An additional 6 studies directly compared economic outcomes with the use of insulin glargine versus insulin detemir.11,30-34 Results were inconsistent, with 1 British study in patients naïve to basal insulin reporting insulin glargine to have significantly lower costs of treatment, while 1 US study found insulin detemir to have lower costs of diabetes-related healthcare and the results of another US study indicated that insulin detemir had lower insulin costs. The 3 remaining studies (also from the United Kingdom and United States) showed no significant differences. Again, there were no obvious differences in the patient populations or demographics, or clear bias, to explain the variability in results.
Six studies assessed the economic impact of using a pen versus a vial/syringe for LAIA administration in T2D. These studies found that although medication costs were notably increased for patients using pens, overall costs were less or not significantly different.35-40
Economic evaluations of LAIAs. Forty-four economic models were identified that assessed the economic implications of introducing LAIAs into the T2D treatment paradigm, but with seemingly conflicting results (Table 4). Although the overall findings show variable cost savings associated with insulin glargine compared with alternative insulin products, the key benefits associated with LAIAs included convenient dosing with a reduced risk of hypoglycemia.

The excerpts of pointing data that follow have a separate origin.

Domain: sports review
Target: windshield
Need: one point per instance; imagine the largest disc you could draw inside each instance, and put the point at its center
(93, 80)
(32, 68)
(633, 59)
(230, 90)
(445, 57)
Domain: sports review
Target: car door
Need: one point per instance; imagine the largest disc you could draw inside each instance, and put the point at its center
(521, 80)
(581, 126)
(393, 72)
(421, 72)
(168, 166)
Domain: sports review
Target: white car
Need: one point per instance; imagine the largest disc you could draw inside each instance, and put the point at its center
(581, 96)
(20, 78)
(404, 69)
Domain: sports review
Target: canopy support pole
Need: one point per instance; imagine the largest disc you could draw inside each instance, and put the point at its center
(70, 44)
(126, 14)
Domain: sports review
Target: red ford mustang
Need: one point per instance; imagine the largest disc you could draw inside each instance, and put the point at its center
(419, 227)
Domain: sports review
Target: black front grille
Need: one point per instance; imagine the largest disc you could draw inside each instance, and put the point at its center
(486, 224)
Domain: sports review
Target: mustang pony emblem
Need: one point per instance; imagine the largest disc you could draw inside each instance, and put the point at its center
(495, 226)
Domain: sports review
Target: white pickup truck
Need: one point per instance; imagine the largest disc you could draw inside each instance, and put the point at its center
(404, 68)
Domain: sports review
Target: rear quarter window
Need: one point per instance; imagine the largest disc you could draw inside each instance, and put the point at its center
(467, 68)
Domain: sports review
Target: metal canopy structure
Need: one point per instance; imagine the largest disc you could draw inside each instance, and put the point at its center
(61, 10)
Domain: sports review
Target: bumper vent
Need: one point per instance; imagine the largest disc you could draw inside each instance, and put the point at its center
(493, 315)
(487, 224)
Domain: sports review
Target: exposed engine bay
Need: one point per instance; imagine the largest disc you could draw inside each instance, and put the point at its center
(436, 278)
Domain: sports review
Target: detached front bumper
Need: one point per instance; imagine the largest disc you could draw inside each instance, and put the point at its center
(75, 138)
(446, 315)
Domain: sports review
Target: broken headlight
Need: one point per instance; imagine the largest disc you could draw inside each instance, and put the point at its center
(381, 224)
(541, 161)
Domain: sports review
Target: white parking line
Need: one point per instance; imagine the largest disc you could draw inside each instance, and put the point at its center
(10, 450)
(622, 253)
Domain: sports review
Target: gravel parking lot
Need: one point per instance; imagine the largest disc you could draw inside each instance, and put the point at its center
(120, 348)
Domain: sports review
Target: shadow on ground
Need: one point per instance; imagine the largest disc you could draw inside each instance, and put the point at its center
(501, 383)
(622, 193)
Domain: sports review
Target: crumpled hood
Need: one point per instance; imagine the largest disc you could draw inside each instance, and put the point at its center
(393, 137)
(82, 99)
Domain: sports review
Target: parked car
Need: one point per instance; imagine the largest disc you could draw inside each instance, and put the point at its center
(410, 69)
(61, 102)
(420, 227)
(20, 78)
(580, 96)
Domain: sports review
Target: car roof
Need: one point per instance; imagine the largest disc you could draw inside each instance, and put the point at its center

For patients with T2D, insulin glargine was more costly than NPH but less costly than other LAIAs; as such, the proposed benefits of LAIAs in T2D depend largely on a more convenient treatment paradigm coupled with a reduced risk of hypoglycemia. Although the majority of the models leveraged the existing IQVIA CORE Diabetes Model, helping to establish consistency in the types of costs and outcomes that were analyzed, a great degree of variability in findings was reported, making it challenging to draw clear conclusions. For example, when comparing insulin glargine with NPH in patients with T2D, of 6 studies included, 2 found that insulin glargine was the dominant treatment strategy only among patients with baseline glycated hemoglobin (A1C) of 10% or greater; cost-effectiveness decreased with lower baseline A1C levels. Of 5 studies that conducted analyses comparing insulin glargine with NPH for the overall T2D patient populations, 4 found that insulin glargine was cost-effective, with incremental cost-effectiveness ratios ranging from $6587/QALY to $26,179/QALY, and 1 study found that insulin glargine was not cost-effective at $536,745/QALY (2017 US$). Of these 6 studies overall, only 2 were based on the IMS CORE model, with data coming from 4 countries, and 4 were from payer perspectives. The variability may be explained by differing patient input populations.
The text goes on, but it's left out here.